Four Arnold School graduate students named 2016 Breakthrough Graduate Scholars

January 21, 2016

Breakthrough Scholars

Clockwise from top left: Keith Brazendale, Diptadip Dattaroy, Danielle Schoffman, Justin Hardee

Graduate students from the Arnold School of Public Health received four of the university’s 2016 Breakthrough Graduate Scholar awards. The Office of the VP for Research chooses just a few exceptional students from the nominations submitted by graduate directors across USC, selecting those who demonstrate excellence in the classroom, actively contribute to research and scholarship in their fields and exhibit potential for future success. Keith Brazendale (Exercise Science), Diptadip Dattaroy (Environmental Health Sciences), Justin Hardee (Exercise Science) and Danielle Schoffman (Health Promotion, Education, and Behavior (HPEB)) earned Breakthrough Scholar awards through superior performance in their programs and an impressive list of achievements.
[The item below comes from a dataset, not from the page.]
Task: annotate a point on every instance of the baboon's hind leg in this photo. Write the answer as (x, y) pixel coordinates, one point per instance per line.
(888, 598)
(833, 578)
Originally from Aberdeen, Scotland, Brazendale earned a bachelor’s degree in physical education from the University of Edinburgh and a master’s in exercise physiology from Florida Atlantic University. “Through these programs, I gained an appreciation and well-rounded understanding of the practical science underpinning health and well-being in children and adolescents,” he says. During his doctoral program, the Health Aspects of Physical Activity candidate has shifted his emphasis toward preventive research. Alongside mentor and 2016 Breakthrough Star winner Michael Beets, Brazendale has worked with Policy to Practice in Youth Programs to improve the nutritional quality of food and the amount of physical activity that children receive outside the school day. This experience has led to nine scholarly publications (five as first author) for the American Kinesiology Association Master’s Scholar Award Winner and aspiring professor.

A doctoral student in environmental health sciences, Dattaroy earned a bachelor’s degree in microbiology from St. Xavier’s College in his native Kolkata, India before earning a master’s in biophysics and molecular biology from the University of Calcutta. He then worked as a research biologist at a pharmaceutical company, and qualified for a prestigious Junior Research Fellowship, before moving to the United States to attend the Arnold School. With seven peer-reviewed papers (three as first author) and only 18 months before he graduates, Dattaroy is taking advantage of every moment he has left in mentor Saurabh Chatterjee’s (2016 Breakthrough Star) toxicology and liver research lab. In particular, Dattaroy’s research focuses on the role of environmental pollutants in human diseases at the molecular level and the therapeutic effects of natural compounds in nonalcoholic steatohepatitis and their specific mechanisms of action. He intends to further explore his research with a postdoctoral fellowship.

Hardee’s path to public health began with an interest in strength and conditioning, which led to a bachelor’s degree in exercise science from the University of West Florida in his hometown of Pensacola and a master’s in the same subject at Appalachian State University. With a growing interest in basic science research, his focus has evolved into understanding the molecular mechanisms regulating muscle adaptation to exercise. Hardee’s current research, under mentor and department chair James Carson, examines the impact of physical activity on muscle wasting associated with cancer. His efforts throughout his graduate programs have led to first-author status on eight out of the Applied Physiology doctoral candidate’s 11 publications to date. Hardee plans to pursue a postdoctoral fellowship to examine the molecular mechanisms that regulate adaptive responses to exercise.

Growing up in San Francisco, Schoffman earned a dual bachelor’s degree in human biology and anthropological sciences at Stanford University before staying on as a study coordinator at the Stanford Prevention Research Center. She enrolled in her doctoral program in 2011 and began working with mentors Sara Wilcox and Brie Turner-McGrievy. The Presidential Fellow and winner of USC’s Dean’s Award for Excellence in Leadership has just wrapped up her dissertation research and is currently writing up her findings. Schoffman’s project looked at the ways in which mobile technology can be used in a family setting to support behavior change and improved communication to lead to better outcomes with regard to healthy eating and increased physical activity. With 16 publications to her name (five as first author), Schoffman is well positioned to pursue a postdoc position in behavioral intervention research.

The 2016 Breakthrough Graduate Scholar award recipients will be featured in a special supplement of Breakthrough magazine and honored at the Breakthrough Graduate Scholars Luncheon in the spring.